One of them, although marginal, is also mentioned by this source: both murdered taxi drivers

worked for the same company

, one of the best known.

The owner of that company would be the owner of the property where Emanuel “Pimpi” Sandoval died in 2019, in the La Florida neighborhood.

Some taxi drivers go further with this hypothesis and

involve a city judge and another criminal gang

, although they are more afraid to say it openly than certainties to accuse.

But that line is also being weighed by the authorities.

Hours before receiving

Clarín

at the Government, this source participated in a meeting with municipal, provincial and national officials, including Governor Pullaro.

It was decided to create a crisis committee due to the situation.

The exception in Rosario became the rule: there is already a Special Unit for Extortion, Threats and Shootings of the Criminal Investigation Agency (AIC), in which police and prosecutors work only on intimidation crimes.

Kiss the card and cross your fingers

At a traffic light on Boulevard Seguí heading west, Julián kisses a small image of San Expedito.

He has that custom, generally after dropping off a passenger at his destination, but he says that other colleagues kiss thousands of little cards, cross more than two fingers, pray to more than one saint.

On the journey with

Clarín

, which at 10 o'clock covers more than 17 kilometers, he recognizes that sometimes he is guilty of being handsome, of not being afraid of something happening to him.

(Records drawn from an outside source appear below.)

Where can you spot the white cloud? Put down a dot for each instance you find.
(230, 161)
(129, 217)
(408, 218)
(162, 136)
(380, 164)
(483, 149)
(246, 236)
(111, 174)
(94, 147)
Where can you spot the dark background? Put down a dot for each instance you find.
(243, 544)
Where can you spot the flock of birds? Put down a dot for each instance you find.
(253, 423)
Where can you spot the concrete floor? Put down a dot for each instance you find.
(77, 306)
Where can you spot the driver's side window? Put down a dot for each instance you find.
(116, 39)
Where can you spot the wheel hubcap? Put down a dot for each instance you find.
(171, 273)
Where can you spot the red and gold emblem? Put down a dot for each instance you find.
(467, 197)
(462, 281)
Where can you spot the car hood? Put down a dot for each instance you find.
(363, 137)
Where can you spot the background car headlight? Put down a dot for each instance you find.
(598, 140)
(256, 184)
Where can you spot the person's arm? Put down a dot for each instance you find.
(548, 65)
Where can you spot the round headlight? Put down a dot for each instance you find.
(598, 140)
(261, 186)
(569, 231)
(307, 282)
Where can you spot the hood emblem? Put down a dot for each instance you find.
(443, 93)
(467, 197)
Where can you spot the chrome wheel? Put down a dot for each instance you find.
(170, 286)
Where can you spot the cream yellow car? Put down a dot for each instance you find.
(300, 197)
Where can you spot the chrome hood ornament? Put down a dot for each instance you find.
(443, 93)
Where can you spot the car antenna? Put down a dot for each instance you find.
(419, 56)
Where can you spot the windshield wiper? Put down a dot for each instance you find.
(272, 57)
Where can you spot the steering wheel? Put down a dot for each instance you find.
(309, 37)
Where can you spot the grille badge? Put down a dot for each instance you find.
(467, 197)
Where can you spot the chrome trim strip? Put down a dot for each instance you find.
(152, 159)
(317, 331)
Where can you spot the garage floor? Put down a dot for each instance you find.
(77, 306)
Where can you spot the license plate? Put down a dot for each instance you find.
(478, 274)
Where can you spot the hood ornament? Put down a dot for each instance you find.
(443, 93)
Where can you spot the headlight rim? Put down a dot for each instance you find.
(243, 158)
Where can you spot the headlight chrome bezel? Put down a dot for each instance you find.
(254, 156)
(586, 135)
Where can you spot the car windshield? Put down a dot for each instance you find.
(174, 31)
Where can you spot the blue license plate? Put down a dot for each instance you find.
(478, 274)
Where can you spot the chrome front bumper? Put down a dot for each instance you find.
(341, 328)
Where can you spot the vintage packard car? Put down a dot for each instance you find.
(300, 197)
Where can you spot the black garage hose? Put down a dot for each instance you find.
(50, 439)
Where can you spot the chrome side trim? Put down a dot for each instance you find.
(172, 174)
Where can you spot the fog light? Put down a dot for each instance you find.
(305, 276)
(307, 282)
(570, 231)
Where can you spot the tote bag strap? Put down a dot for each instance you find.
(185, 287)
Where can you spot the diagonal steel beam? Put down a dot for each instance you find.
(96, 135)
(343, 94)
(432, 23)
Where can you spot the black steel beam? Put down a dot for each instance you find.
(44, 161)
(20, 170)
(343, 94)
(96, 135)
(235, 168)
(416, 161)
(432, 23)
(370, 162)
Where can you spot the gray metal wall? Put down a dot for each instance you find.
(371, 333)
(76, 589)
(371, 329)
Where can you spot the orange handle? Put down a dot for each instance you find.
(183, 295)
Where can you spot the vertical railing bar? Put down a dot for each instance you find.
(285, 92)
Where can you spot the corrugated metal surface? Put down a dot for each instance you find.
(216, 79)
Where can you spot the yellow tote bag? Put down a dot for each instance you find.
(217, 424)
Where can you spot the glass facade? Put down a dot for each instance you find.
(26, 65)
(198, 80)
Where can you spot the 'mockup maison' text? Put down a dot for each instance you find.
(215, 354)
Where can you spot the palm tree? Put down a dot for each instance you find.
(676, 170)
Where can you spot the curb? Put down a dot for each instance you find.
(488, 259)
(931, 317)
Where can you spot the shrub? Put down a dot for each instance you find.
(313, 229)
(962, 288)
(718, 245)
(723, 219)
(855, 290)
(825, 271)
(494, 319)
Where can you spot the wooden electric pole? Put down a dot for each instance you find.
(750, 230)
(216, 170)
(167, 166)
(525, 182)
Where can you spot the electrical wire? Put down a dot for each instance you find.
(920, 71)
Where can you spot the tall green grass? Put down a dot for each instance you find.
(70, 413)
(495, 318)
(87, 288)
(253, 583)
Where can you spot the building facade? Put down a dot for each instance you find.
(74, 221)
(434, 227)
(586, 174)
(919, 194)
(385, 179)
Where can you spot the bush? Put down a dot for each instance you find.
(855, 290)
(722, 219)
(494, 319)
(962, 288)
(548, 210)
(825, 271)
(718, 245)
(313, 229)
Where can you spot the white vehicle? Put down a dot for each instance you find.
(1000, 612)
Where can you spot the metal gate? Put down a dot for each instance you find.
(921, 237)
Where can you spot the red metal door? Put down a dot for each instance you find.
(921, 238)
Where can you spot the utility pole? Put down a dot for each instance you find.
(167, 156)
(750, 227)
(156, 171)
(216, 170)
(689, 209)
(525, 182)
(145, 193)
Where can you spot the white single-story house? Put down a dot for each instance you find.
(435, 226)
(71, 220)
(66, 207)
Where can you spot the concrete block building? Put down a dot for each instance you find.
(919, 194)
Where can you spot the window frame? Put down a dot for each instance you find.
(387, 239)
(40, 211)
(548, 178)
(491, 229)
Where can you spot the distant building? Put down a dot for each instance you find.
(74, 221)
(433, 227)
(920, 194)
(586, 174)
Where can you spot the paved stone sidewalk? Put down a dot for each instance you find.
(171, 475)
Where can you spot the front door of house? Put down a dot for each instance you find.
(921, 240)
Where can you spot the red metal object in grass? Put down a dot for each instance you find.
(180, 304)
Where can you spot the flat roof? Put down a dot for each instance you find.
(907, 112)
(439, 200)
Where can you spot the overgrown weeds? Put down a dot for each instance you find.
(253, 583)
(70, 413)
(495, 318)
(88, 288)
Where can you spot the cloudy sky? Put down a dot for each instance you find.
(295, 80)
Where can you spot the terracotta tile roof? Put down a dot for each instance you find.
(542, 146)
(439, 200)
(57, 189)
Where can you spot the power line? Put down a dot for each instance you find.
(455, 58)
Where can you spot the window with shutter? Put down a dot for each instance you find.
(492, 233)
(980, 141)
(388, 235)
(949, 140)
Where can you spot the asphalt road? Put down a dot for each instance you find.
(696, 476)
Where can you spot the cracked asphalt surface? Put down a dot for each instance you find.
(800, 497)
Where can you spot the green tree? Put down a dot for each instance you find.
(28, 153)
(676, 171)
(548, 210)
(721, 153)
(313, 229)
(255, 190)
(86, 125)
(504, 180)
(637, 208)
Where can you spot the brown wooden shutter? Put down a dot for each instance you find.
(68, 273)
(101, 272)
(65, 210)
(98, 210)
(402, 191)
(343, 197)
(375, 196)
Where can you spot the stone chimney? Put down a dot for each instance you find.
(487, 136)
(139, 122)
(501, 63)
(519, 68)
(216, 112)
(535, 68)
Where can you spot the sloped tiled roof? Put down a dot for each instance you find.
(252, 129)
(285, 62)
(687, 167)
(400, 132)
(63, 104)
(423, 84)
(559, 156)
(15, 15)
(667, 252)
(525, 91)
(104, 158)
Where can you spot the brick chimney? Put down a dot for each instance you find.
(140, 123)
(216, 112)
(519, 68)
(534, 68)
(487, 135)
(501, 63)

He lives in a dark neighborhood, in the España and Hospitales neighborhood, one of middle-class workers.

A patrol car from one of the safe corridors.

Photo Fernando de la Orden / Special Envoy

In the Tablada neighborhood, in Ayolas and Necochea, the safe corridor patrol car has two police officers inside.

It's raining outside.

The Clarín

team

comes to ask about what the operations are like.

“In reality, more than stopping the cars, we must be attentive to whether a driver

activated the anti-panic button

in the area and then intervene.

Taxi drivers already know where we are and usually pass nearby.

Sometimes, they leave passengers not at the destination, but close to where we are, for greater security.”

Julián kissing a little card of San Expedito to ask for protection.

Photo Fernando de la Orden / Special Envoy

And passenger safety?

“We all live like this,” says the accompanying police officer: “we are two more citizens.”

Less than ten blocks away, a taxi driver from the city of San Lorenzo and his passenger were killed in February.

Julián points out, in Chacabuco and Centeno, the ochava where they were executed.

Seven blocks from that corner, on Uriburu and Alem, an operative in the safe corridor did not notice the

flash of lights

that Julián gave him, as a recreation of a request for help in a possible emergency situation.

After the third flash of lights, he said exasperatedly:

“We are helpless, brother.”

Chacabuco and Centeno, where one of the taxi drivers murdered in February was killed.

Photo Fernando de la Orden / Special Envoy

Suddenly, he remembers an audio that a fellow taxi driver sent on Tuesday night, after the death of the first of the two taxi drivers, Héctor Figueroa, became known.

This woman's audio was intended for another female taxi driver, but it soon spread among the drivers.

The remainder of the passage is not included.